Он никогда не думал, что на это вот так можно посмотреть. У него никогда не было такого намерения. Но как только она произнесла эти слова, он почувствовал необходимость опровергнуть ее обвинения, и вскоре она уже докопалась до таких вещей, которые он на многие годы похоронил в могиле.

Гейбриел чертыхнулся. Почему она не может оставить смерть Роджера в прошлом? И как, черт возьми, заставить ее прекратить задавать проклятые вопросы?

Он не мог сказать ей то, что она хотела знать. Если даже он намекнет на правду, она не захочет снова иметь с ним дело. Если она ничего не знает, у него есть хоть какой-то шанс победить ее. И ни одного шанса, если она узнает.

И почему он должен выставлять себя напоказ перед ней, перед ее дедом или перед кем бы то ни было? Пусть прошлое останется в прошлом. Так будет лучше для них для всех.

Но что, если он не сможет убедить Вирджинию?
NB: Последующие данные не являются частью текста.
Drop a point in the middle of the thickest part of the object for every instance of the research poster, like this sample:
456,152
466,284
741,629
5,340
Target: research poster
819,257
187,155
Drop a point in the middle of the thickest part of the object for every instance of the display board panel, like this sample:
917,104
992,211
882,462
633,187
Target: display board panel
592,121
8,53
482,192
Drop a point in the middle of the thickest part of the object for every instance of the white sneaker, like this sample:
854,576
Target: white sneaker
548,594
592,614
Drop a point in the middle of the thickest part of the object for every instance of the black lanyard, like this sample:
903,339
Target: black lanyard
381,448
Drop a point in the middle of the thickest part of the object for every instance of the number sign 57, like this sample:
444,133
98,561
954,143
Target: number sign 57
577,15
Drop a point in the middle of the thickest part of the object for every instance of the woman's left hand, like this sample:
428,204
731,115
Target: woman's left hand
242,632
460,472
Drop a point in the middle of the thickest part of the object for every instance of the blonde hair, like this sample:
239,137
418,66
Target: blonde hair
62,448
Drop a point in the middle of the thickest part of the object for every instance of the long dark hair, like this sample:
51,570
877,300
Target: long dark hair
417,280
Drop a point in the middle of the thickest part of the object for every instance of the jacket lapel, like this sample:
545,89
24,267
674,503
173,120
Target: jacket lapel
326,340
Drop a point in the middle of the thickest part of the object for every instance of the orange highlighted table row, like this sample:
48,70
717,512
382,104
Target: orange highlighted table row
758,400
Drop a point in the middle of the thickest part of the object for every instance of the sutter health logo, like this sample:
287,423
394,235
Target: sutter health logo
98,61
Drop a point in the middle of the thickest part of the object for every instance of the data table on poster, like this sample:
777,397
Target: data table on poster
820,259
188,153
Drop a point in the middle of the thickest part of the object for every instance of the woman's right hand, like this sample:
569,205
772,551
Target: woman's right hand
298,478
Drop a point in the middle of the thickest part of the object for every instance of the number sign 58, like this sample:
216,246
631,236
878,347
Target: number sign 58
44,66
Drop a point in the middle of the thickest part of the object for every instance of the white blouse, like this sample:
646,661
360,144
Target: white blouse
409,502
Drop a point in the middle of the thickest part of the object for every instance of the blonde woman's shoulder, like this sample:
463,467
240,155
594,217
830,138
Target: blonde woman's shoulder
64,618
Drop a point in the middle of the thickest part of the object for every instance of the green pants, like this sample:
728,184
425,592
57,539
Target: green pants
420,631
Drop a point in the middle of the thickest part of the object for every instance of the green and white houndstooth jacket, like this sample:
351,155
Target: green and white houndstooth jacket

Что, если она откажется выйти за него замуж?

Тогда он найдет кого-нибудь еще.

Он даже застонал от досады, пустив лошадь рысью. Ему не нужен кто-то другой. Ему не нужна притворно застенчивая девочка из светского общества, которая прикрывается веером и говорит одно, а думает совсем другое. Ему нужна жизнерадостная натура, которая заботится обо всех с такой расторопностью, что даже самые мрачные души среди ее работников становятся более приятными людьми. Ему нужна женщина, радостные слова которой успокаивают прислугу, ободряют ее дедушку и заставляют его самого страстно стремиться к ней, чтобы опять касаться ее и целовать, заключив в свои объятия, вдыхая ее наслаждение.

Ему следовало признаться себе, что он никак не мог обрести равновесие, потому что хотел ее. Теперь он точно знал, что чувствуют жеребцы, когда слышат запах кобылы в охоте. На прошедшей неделе ей достаточно было только улыбнуться ему, и кровь закипала в его жилах. Мысль о том, что она может отказаться от него…

Нет, он этого не позволит. Он должен заставить ее понять, что о прошлом надо позабыть. Что они могут все начать сначала. Но он не собирается делать это, участвуя в гонках с каждым дураком, бросившим ему вызов.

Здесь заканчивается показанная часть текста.